Murray Price, managing director of EQSTRA Fleet Management said, “These include the impact on the company’s financial report, key ratios, disclosures, the cost of implementation, the ability to access desired information, the impact of covenants and debt renegotiations and leasing strategies.
This magnification of balance sheet, by virtue of change in accounting policies is anticipated to be detrimental to this industry. It is expected that this will hold back corporates from entering into such arrangements.
Change in the Lessors’ Approach:
Like every action has a reaction, even though IFRS 16 does not essentially alter or modify accounting methodologies adopted by the lessors, the lessors may be impacted in their business models due to change in lessees’ behaviour. From the foregoing, a common thread that can be observed is that lessees having better liquidity, will now tend to incline towards purchasing the assets rather than leasing, as such, lessors may be required to revaluate the current portfolio of leases and prospective targets to identify lessees that may seek to alter their strategies as a result of IFRS-16.
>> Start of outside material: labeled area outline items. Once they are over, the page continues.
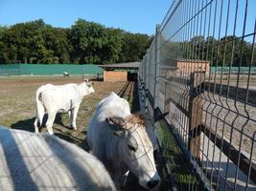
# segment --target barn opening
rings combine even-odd
[[[104,81],[137,81],[140,62],[100,65],[104,69]]]

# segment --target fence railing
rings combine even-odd
[[[175,0],[141,62],[146,109],[170,112],[163,128],[197,177],[187,190],[256,190],[255,7]]]

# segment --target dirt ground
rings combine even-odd
[[[81,76],[0,77],[0,125],[34,132],[37,88],[47,83],[60,85],[81,81]],[[137,92],[134,87],[134,82],[94,81],[95,94],[83,98],[78,114],[77,130],[70,129],[68,115],[61,114],[57,116],[54,123],[55,135],[88,151],[84,139],[98,102],[109,93],[115,92],[130,103],[132,112],[138,111]],[[46,127],[43,127],[41,132],[47,132]],[[126,190],[144,190],[134,180],[128,180],[134,186]]]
Moving ahead from the industry wise acceptance, we shall now see how the new standard has been welcomed at the global level.While India has come up with IAS 116, drawn on the same lines and principles as IFRS 16, the United stated shall continue to follow ASC 842, dealing with the same subject.
Further, barring variances in implementation due to local regulatory requirements, IFRS 16 has been relatively consistently adopted in most of the Asia-Pacific markets. In Hong Kong, for example, most companies have a December financial year-end and submit financial statements to in around August in the following year. IFRS 16 impacts may become more apparent when listed companies release interim results in July 2019.
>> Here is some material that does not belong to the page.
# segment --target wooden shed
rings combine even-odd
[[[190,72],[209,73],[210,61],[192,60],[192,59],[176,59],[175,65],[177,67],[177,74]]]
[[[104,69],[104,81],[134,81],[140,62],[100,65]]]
In Australia, most year-ends are in June, so some companies will not technically need to grapple with IFRS 16 until the second half of 2019.Similar patterns are evident in Singapore, Malaysia, India and the Philippines, where common accounting periods and reporting practices mean many companies won’t have to address IFRS 16 until later in the year.
The equivalent standards in Thailand and Indonesia are not effective until January 2020. In China, the Ministry of Finance only released the local version of the standard in December 2018, giving non-listed companies up to 2021 to adopt.
Given the gravitas and indispensable presence of leases and the fact that it resides on such a large scale ground, to judge with certainty, the impact of IFRS 16 certainly requires more time. The dust around the same has not settled yet, hence one can say the picture is not yet vivid; however, it surely sets up the pace for what might unveil in days to come.